One of my absolutely favourite podcasts is Speaking of Faith with Krista Tippett. The guests are intriguing, the show is well produced and Krista asks thoughtful questions. Last week she did a broadcast on L'Arche, a community formed around people with mental disabilities. L'Arche may ring a bell for some of you who are readers of books on spirituality and spiritual nurture. The Toronto home was where the author Henri Nouwen spent the last years of his life, as an assistant to one of the mentally disabled core members. He wrote about it in a number of his books, including In the Name of Jesus which I wrote about in an earlier post.

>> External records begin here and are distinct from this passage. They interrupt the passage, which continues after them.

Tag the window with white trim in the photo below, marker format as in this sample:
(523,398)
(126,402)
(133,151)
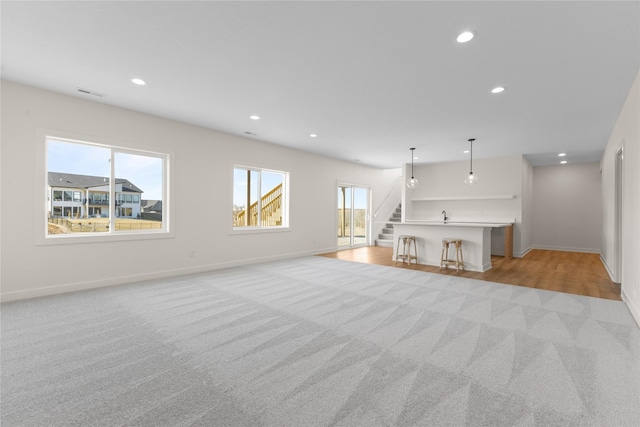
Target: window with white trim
(260,198)
(98,189)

The entire podcast is well worth a listen (it can be downloaded from the website or found on iTunes), but one comment has stuck with me, like a songline you can't get out of your head, like one of those sappy songs from High School Musical. "We’re soarin’, flyin.’ There’s not a star in heaven that we can’t reach..." Sorry, got a little distracted there for a moment.
Here is the quote that keep repeating itself in my head:
What we say that we want to be, and what I think that we are, is we want to be a sign of hope. In the charter of L'Arche we say that, you know, we can't serve every person with a mental handicap. We're not out to be a solution for anything, but more of a sign. You know, our visitors are really important, our pilgrims are very important to us because we live this every day, and we can tend to think there's nothing extraordinary about what we do. When our pilgrims come in—I like that term—you know, they tell us that we're living something that's very unique and very different. And so a lot of times at the end of the week, they're telling about this wonderful experience that they've had and we're sitting around thinking 'Wow. Where were we?' You know, to know that what we're living and how we're living, it has a profound effect on hundreds of people. You know, and that's where the sign of hope comes in. -- Ms. Jo Anne Horstmann, L'Arche
"We're not out to be a solution for anything, but more of a sign"
Huh. As an idea person, I'm usually striving to get the big picture in order to put all the components of the picture into the proper context. I've found it easy to get overwhelmed with trying to be the solution to some huge problem. The first thing I thought of when I heard the above comments, was that it sounds a lot like Jesus. The Gospel of John tells us that if we attempted to record all the works Jesus did, the world couldn't hold all the books it would produce (John 21:25). He was indeed a busy man. But he didn't solve all the world's problems. In fact, John intentionally left out descriptions of much of what he did, and instead, listed seven of Jesus' miracles, referring to them as "signs." In other words, in the same way that L'Arche doesn't seek to meet the need of every individual with a mental handicap, Jesus didn't heal every sick person in Israel or feed every hungry person he came in contact with. Nevertheless, the things Jesus did choose to do were neither a meaningless attempt against an ocean of need (throwing back a starfish or two) nor the complete solution to a global problem. Each person he healed, each miracle he performed, was a sign -- a sign of hope, love and joy, a sign of his future kingdom, the domain in which he is king.
Maybe, just maybe, I'm free to not change the world, to not be a solution to some pressing global problem. Maybe God has called me to be like Jesus, like the L'Arche community, and to do little acts of goodness to ordinary people in my little community. Nothing extraordinary, but signs that point to a future kingdom -- a kingdom of hope, love, and joy.